An obvious subgroup is $ H = \lbrace \Lambda^k, \ k \in \mathbb Z \rbrace$
Any advise or web pointer would be appreciated
Thanks for your help
Why is it a group?
Hi,
Thanks for your interest in my question . Here is the argument
Essentially because $B^2 = 0$.
Just to be clear, saying that $A=B \ mod(N)$ means that $A - B = N \cdot X$ where $X$ is an integral matrix
1) $I \in G$, take k=0
2) Take $A = I + mB + N\cdot X, B = I + nB + N\cdot Y\in G$ , $X,Y$ being any integer coefficients matrices. Write the product and you will see that (because $B^2=0$) we have $A \cdot B = I + (m+n)\cdot B \ mod(N)$
3) For the inverse, you see easily that if $A = 1 + k \cdot B \mod(N)$ then $A^{-1} = 1 - k \cdot B \ mod(N)$
So k is not fixed, you should make it clearer in your question.

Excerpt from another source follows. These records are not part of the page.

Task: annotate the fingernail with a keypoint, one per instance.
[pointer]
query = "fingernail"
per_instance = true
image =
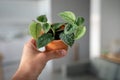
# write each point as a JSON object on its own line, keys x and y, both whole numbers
{"x": 63, "y": 52}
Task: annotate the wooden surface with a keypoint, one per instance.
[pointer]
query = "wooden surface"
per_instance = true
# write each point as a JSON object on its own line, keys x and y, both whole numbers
{"x": 111, "y": 57}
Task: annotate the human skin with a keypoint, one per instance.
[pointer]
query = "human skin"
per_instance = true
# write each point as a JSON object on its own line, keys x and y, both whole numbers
{"x": 33, "y": 61}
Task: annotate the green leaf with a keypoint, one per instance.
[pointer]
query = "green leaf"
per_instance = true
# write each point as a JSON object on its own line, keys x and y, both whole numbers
{"x": 68, "y": 16}
{"x": 57, "y": 25}
{"x": 42, "y": 18}
{"x": 69, "y": 29}
{"x": 67, "y": 38}
{"x": 80, "y": 32}
{"x": 46, "y": 27}
{"x": 44, "y": 40}
{"x": 80, "y": 21}
{"x": 34, "y": 29}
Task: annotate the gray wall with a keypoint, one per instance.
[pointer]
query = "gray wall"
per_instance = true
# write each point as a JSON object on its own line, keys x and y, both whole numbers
{"x": 110, "y": 22}
{"x": 80, "y": 8}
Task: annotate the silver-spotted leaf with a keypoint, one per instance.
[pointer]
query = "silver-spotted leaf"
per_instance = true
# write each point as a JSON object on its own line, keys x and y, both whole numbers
{"x": 42, "y": 18}
{"x": 67, "y": 38}
{"x": 80, "y": 21}
{"x": 68, "y": 16}
{"x": 80, "y": 32}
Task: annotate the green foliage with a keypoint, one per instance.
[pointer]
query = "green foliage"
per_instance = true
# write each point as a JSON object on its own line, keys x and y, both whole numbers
{"x": 68, "y": 16}
{"x": 72, "y": 29}
{"x": 42, "y": 18}
{"x": 80, "y": 32}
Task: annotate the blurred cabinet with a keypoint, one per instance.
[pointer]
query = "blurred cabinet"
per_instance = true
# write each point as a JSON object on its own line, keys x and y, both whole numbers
{"x": 1, "y": 68}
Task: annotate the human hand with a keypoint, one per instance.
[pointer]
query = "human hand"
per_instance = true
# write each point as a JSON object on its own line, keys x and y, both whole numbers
{"x": 33, "y": 61}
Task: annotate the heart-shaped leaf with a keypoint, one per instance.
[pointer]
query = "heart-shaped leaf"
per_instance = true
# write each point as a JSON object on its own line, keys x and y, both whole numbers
{"x": 44, "y": 40}
{"x": 34, "y": 29}
{"x": 46, "y": 27}
{"x": 69, "y": 29}
{"x": 80, "y": 21}
{"x": 57, "y": 25}
{"x": 67, "y": 38}
{"x": 68, "y": 16}
{"x": 80, "y": 32}
{"x": 42, "y": 18}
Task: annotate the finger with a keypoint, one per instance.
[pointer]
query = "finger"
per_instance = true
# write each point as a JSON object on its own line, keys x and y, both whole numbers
{"x": 56, "y": 54}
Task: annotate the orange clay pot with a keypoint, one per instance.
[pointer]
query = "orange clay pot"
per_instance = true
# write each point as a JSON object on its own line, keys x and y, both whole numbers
{"x": 56, "y": 45}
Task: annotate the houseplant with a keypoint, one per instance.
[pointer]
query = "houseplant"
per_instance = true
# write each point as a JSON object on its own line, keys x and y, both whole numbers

With this definition, it is the preimage of a subgroup under the reduction mod N:
SL(2,Z) -> SL(2,Z/NZ)
. Hence it is finite index inSL(2,Z)
and in particular finitely generated. It is also congruence as it contains Gamma(N).Yes sorry for that, you are right, fixed. Great thanks for this point of view, gives me a step further.